Putin and the Kremlin can no longer hide their recent losses and have to fess up to the Russian population.
Their spin: "Yeah we meant to do that 're-grouping'. It's part of our plan for winning the war".
Russia concedes big losses in south as pro-Putin voices paint a grim picture of setbacks
https://www.cnn.com/2022/10/05/europe/ukraine-conflict-russia-losses-intl/index.html
Russian forces appear to be buckling under growing pressure as
Ukraine continues to regain territory in the south, where Russian soldiers have been
forced to retreat from previously-held settlements as Kyiv progresses with its counteroffensive towards the Russian-occupied city of Kherson.
A map used by the Russian Defense Ministry in its daily briefing on Tuesday confirmed significant Russian losses in Kherson – one of four Ukrainian regions Moscow is attempting to annex – compared to a map of the same area used in a ministry briefing a day before.
The map confirms reports from Ukrainian and pro-Russian officials, as well as pro-Russian military analysts, of significant Ukrainian gains towards Kherson, down the western bank of the Dnieper River.
Lieutenant General Igor Konashenkov, who spoke while the map was shown full-screen, did not mention the losses. However, he said that Russian military destroyed Ukrainian armor and killed Ukrainian forces in the area of several towns that are now understood to be under Ukrainian control – a tacit acknowledgment of Kyiv’s push.
Ukrainian President Volodymyr Zelensky praised the military for their “fast and powerful advances” in his Tuesday evening address, before celebrating that “dozens of settlements have already been liberated” this week.
In Kherson region, he said that Liubymivka, Khreshchenivka, Zolota Balka, Biliaiivka, Ukraiinka, Velyka, Mala Oleksandrivka, and Davydiv Brid had all been reclaimed, “and this is not a complete list.”
“Our warriors do not stop. And it is only a matter of time when we will expel the occupier from all our land,” the president added.
Despite losing territory in the south to Ukrainian military at rapid pace, Russian President Vladimir Putin on Wednesday signed several laws ratifying the Russian Federation’s claimed annexation of four Ukrainian regions – Donetsk, Luhansk, Zaporizhzhia and Kherson.
Donetsk and Luhansk are both in eastern Ukraine, and fighting against Moscow-backed breakaway republics in each region has been raging since 2014. Kherson and Zaporizhzhia are in southern Ukraine and have been occupied by Russian forces since shortly after the invasion began in late February.
The annexations are illegal under international law. World leaders have said they are the result of “sham” referendums that will never be recognized.
Russia does not have full control of the regions it claims to have seized. In addition to Ukraine’s successes in the south, Kyiv’s forces made gains in Luhansk on Monday and liberated the
strategic city of Lyman on Sunday, a key operational hub in Donetsk which the Russian army had used to funnel troops and supplies to the west and south.

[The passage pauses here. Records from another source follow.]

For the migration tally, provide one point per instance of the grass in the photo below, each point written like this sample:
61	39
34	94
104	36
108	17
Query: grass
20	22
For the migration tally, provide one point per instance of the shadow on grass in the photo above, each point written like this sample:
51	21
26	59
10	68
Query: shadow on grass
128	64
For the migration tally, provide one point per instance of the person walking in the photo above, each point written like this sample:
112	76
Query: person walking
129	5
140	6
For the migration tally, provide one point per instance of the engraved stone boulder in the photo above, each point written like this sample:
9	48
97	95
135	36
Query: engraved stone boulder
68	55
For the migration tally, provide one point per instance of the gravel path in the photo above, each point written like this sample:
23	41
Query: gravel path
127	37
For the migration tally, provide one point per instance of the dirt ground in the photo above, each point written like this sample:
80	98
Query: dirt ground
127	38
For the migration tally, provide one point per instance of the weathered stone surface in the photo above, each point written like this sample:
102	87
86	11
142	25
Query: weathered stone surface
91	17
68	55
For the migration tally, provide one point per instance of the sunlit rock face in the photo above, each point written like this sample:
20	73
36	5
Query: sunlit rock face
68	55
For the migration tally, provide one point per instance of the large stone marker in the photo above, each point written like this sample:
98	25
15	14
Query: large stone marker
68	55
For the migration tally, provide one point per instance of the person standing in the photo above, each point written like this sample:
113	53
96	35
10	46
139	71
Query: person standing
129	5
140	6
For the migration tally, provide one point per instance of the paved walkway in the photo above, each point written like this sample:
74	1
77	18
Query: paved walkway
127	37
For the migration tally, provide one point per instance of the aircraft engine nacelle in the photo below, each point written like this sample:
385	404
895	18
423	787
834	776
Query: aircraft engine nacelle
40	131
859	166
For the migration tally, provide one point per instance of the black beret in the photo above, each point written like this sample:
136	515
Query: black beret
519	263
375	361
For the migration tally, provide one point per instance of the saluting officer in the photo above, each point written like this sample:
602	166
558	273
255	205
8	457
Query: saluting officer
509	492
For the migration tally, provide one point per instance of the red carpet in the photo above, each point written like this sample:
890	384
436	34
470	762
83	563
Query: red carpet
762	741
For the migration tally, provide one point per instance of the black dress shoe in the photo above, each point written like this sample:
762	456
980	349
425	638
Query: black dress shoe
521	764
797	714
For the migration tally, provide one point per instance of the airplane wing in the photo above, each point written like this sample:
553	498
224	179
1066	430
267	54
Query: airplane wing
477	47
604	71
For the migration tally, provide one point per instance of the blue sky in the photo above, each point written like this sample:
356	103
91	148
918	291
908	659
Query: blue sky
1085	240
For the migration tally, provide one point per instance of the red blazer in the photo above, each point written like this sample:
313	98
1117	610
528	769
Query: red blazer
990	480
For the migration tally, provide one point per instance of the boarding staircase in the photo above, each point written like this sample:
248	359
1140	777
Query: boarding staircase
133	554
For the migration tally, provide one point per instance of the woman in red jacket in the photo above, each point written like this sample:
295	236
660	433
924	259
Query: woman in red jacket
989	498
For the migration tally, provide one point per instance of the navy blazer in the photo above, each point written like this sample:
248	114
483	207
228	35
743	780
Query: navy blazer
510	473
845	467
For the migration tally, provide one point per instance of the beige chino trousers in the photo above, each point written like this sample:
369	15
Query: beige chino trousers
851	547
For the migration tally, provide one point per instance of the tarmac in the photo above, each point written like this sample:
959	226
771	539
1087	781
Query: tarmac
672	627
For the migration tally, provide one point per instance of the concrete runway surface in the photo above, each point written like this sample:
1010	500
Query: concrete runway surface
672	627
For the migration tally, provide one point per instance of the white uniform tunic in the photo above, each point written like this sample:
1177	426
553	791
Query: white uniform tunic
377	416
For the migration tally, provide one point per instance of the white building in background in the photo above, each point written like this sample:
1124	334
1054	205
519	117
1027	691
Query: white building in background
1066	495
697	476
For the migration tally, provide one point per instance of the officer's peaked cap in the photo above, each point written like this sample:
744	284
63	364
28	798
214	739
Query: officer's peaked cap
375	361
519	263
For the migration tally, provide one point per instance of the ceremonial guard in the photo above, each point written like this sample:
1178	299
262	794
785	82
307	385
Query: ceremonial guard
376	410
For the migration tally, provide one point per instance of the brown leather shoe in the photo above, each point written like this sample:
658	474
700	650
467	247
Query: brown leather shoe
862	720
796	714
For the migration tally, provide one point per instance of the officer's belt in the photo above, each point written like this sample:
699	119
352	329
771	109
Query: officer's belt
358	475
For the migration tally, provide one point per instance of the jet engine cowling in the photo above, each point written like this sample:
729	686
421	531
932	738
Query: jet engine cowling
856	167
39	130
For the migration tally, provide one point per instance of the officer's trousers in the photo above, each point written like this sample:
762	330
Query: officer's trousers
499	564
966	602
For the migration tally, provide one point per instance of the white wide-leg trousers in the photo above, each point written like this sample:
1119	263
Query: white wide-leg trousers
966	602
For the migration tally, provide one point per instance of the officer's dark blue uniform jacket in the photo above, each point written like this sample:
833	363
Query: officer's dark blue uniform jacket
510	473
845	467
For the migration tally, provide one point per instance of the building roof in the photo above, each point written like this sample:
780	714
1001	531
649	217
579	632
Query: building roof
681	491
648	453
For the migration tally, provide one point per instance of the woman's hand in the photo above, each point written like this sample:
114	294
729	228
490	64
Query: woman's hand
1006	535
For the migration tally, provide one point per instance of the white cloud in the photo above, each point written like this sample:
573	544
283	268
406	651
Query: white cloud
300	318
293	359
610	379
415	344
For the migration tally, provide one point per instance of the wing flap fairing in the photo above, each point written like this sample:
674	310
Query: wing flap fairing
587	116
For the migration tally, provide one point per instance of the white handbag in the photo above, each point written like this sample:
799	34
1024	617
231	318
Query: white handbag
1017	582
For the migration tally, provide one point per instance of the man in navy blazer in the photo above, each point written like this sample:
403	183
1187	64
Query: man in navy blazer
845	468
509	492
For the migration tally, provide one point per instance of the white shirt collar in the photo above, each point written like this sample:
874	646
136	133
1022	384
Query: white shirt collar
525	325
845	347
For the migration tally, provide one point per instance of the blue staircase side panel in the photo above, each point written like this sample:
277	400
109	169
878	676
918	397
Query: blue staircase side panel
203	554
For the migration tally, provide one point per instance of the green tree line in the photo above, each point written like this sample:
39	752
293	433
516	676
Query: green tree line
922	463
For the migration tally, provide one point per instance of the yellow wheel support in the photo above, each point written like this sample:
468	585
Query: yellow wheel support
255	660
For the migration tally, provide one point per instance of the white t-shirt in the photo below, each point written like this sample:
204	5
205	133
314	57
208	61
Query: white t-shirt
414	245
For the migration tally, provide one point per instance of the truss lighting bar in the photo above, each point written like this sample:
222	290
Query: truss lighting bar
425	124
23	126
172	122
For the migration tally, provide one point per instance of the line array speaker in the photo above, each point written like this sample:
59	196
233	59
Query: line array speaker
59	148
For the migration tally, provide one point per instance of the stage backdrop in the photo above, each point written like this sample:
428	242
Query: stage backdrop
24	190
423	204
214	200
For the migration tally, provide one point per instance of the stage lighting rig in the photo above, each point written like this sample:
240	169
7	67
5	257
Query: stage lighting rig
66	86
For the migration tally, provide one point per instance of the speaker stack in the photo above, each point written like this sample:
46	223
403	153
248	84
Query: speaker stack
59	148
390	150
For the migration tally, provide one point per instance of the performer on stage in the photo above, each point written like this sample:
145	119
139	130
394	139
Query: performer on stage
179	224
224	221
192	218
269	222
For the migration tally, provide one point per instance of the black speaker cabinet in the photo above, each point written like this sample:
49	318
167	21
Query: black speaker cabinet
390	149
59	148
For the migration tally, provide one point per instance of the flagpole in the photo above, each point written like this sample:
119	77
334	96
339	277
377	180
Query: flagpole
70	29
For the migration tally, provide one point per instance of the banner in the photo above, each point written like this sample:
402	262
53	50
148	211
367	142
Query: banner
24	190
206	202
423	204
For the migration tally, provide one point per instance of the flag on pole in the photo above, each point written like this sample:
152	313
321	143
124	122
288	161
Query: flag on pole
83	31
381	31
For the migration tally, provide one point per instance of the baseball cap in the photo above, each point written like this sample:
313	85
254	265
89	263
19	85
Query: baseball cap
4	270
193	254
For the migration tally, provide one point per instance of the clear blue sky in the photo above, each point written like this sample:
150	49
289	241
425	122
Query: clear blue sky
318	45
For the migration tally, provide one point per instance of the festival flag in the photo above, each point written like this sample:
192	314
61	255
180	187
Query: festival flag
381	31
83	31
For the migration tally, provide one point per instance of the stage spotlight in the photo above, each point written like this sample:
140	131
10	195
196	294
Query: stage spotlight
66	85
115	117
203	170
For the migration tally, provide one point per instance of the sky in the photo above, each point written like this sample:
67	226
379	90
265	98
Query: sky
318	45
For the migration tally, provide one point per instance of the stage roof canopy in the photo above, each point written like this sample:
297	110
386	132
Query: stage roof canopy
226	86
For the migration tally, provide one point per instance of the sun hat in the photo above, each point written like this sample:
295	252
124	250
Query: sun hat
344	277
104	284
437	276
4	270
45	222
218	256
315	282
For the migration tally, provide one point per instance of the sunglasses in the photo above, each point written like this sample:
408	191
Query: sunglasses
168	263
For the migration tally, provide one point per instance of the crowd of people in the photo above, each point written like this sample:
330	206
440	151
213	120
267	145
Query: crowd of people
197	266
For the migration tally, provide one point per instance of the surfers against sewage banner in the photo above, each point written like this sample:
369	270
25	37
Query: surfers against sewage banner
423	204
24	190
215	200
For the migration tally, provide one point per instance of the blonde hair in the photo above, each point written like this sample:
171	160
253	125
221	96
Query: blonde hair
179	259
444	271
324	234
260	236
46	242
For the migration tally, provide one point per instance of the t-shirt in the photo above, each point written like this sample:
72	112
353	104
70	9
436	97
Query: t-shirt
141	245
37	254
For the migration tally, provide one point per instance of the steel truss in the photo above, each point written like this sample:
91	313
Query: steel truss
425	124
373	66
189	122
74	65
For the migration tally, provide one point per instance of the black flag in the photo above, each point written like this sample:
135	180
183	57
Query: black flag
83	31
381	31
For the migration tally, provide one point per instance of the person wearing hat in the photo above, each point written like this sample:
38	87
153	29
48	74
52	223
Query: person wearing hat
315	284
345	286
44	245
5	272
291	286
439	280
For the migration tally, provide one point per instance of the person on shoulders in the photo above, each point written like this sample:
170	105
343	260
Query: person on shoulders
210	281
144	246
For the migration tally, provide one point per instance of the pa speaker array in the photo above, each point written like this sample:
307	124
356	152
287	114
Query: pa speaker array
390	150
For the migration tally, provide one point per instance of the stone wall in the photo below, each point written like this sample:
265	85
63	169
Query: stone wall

The Russian Defense Ministry said it was forced to cede Lyman or risk encirclement of its troops there, allowing Ukrainian forces to potentially use the city as a staging post to push troops further east.
Positive spin
The Russian-appointed deputy leader in the occupied Kherson region explained Ukraine’s rapid advance in recent days by saying that the Russian military was “regrouping.”
“The Russian army is conducting maneuvers,” Kirill Stremousov told Russian state news RIA Novosti. “The regrouping of the front in the current conditions allows us to gather strength and strike.”
The phrase “regrouping” was also used by the Russian Defense Ministry in September to describe the retreat of the Russian military in response to Ukraine’s offensive that recaptured the key city of Izium, in the Kharkiv region.
Stremousov on Wednesday claimed that Ukraine’s advance had been stopped, and that it was “impossible” for them to enter the occupied city of Kherson.
However, pro-Russian media has been uncommonly critical of the war effort in recent days, delivering gloomy reports that Russia’s campaign is suffering an operational crisis while Ukraine takes advantage on the battlefield.
“In the Kherson region, we have lost 17 settlements,” Alexander Sladkov, a leading Russian war correspondent, conceded on state TV Tuesday, before placing the blame on “fat” US weapons deliveries and “intelligence gathered via satellite reconnaissance.”
Sladkov is just one of several Russian correspondents in recent days to convey the losses Russia is suffering. Alexander Kots, a correspondent for pro-Kremlin tabloid Komsomolskaya Pravda, who was embedded with Russian forces in Lyman, told his Telegram followers earlier Tuesday that the military was in “operational crisis.” Meanwhile, state media reporter Evgeniy Poddubnyy said that “for the time being it will become even harder.”
Sladkov, for his part, tried to put a positive spin on things.
“This doesn’t mean that we’ve collapsed like a house of cards. These mistakes aren’t gigantic strategic failures. We are still learning. I know this is hard to hear in our eighth month of the special operation. But we are reporters. We are waiting for reinforcements.
Sladkov continued: “If we were to throw [our soldiers] into the battle now, forgive me, but we must show compassion to our soldiers. They should be properly trained in order to feel confident in the battlefield. Even if we had these 300,000 to sent to the front lines in the beginning, we would have lost them as well. But now we know that our soldiers must be properly trained.”
Host Olga Skabeeva appeared visibly angry, before asking Sladkov if the entire Kherson region was in danger of being lost.
“We don’t have enough troops at the moment to move on Kyiv or to quickly take Kharkiv, but they are sufficient to continue protecting the territories that we are already protecting,” he responded. “In straightening out our front line, we’ve had to retreat from these settlements.”
It was the second such shocking admission by Sladkov in less than a month on the Russian TV program, after he previously admitted that Russian forces had endured heavy losses on September 13, a Tuesday. At the beginning of this Tuesday’s interview, Sladkov quipped: “I only tell the truth on Tuesdays, and for other days I just make everything up.”